Si je vous parle de tout ça, ce n'est pas pour faire de la pub à cet établissement même si ça ne me déplairait pas de donner un petit coup de main à son patron (qui est aussi un de mes fidèles lecteurs). Non si j'en parle c'est parce qu'il y a quelque chose de spécial dans ce bar. Au point que lorsqu'avant chaque période de fermeture, le CBA propose sa soirée fin de fûts - je parle des fermetures d'avant Covid, celles pour une courte pause vacances, pas celles que la crise sanitaire a rendues obligatoires - tous les habitués rappliquent comme un seul homme pour finir les fûts entamés.
Si vous vous attardez un peu au bistrot, vous êtes obligatoirement un pochtron
On y retrouve donc tous les gens que l'on croise plus ou moins régulièrement dans l'établissement au fil de l'année. Des « copains de bistrot » comme on dit, appellation à laquelle, à mon avis, il convient de redonner ses lettres de noblesse. Va savoir pourquoi, arrivé à ce moment de mon récit, je pense à un café planté sur la place d'un village de Crète où je me trouvais il y a quelques années de cela. Il y avait là plusieurs petits vieux qui discutaient, tapaient le carton, jouaient au domino et qui visiblement prenaient racine dans ce bar. Sans pour autant que quelqu'un y trouve quelque chose à redire. Alors que chez nous, si vous vous attardez un peu au bistrot, vous êtes obligatoirement un pochtron.

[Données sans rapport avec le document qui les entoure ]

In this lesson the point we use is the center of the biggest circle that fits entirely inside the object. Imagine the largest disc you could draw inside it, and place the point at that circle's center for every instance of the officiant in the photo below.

Certes, on ne va pas se mentir, il nous arrive parfois, dans notre bistrot préféré, de boire plusieurs bières dans la même soirée. Mais toujours avec modération. Enfin, quand elle est là.
Mais la crise du Covid et la fermeture des bars nous ont permis de mesurer, nous les habitués, combien ce lieu était important pour notre vie sociale. C'est toujours comme ça, c'est quand on est privé de quelque chose que l'on prend conscience de sa réelle utilité. Alors aujourd'hui, on comprend que « notre » bar nous apporte bien plus que des bonnes bières.

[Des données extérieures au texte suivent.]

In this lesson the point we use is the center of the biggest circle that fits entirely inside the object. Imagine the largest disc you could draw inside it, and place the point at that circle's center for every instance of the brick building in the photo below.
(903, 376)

On aime surtout y vivre des moments d'échanges, de discussions. Ici chacun donne à connaître de lui ce qu'il veut. On est attentif à l'autre sans être intrusif. Certaines relations s'arrêtent à la porte du bistrot, d'autres se poursuivent – comme la soirée – au restaurant, voire pour un petit barbecue chez untel. L'un prêtera sa camionnette pour un déménagement, l'autre proposera ses bras.

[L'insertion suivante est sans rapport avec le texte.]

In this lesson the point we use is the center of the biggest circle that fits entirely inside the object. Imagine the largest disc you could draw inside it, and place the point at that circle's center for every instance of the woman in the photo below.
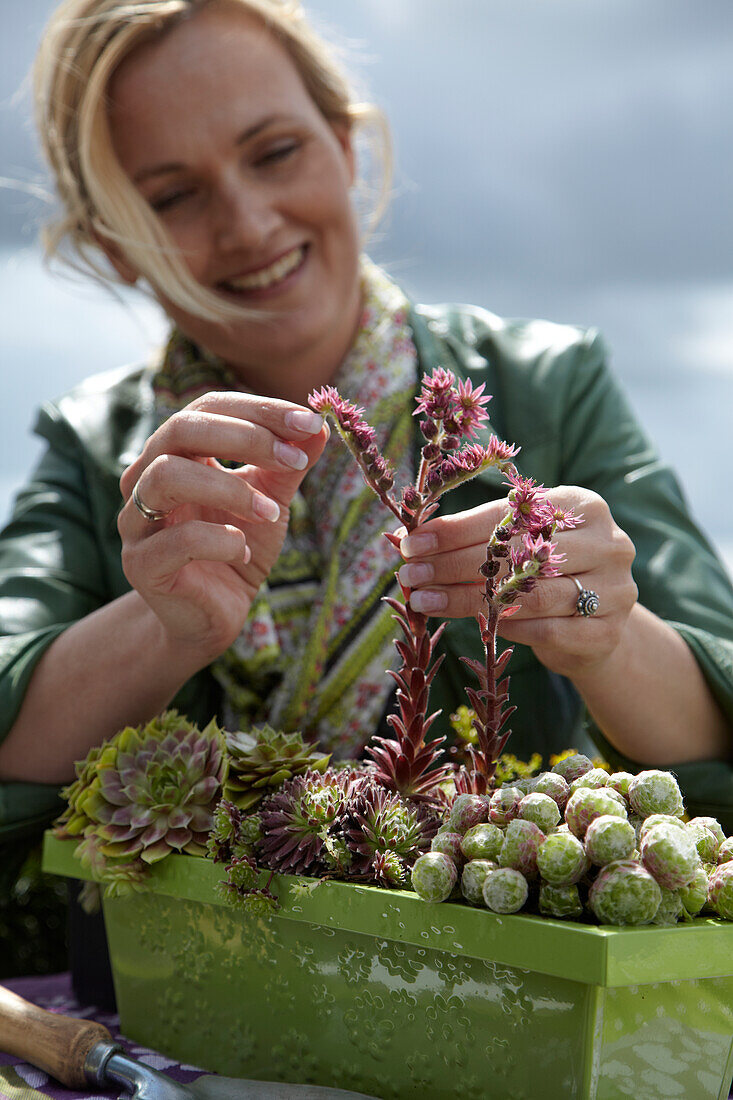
(207, 149)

Et puis surtout, ce groupe est hétéroclite. Ce qui fait son charme. Nous avons des parcours différents, des métiers différents. Et nous ne sommes pas tous de la même génération. Moi d'ailleurs, dans ces soirées, je suis souvent l'aïeul. Mais il ne s'est jamais trouvé personne pour me le faire remarquer. Pas comme ce p'tit con du pub...
Enfin je dis p'tit con, il était juste un peu bourré. Et puis ce qui me fait marrer, c'est qu'aujourd'hui il doit avoir une bonne quarantaine d'années. « Carrément vieux quoi ! ». On est toujours le vieux de quelqu'un.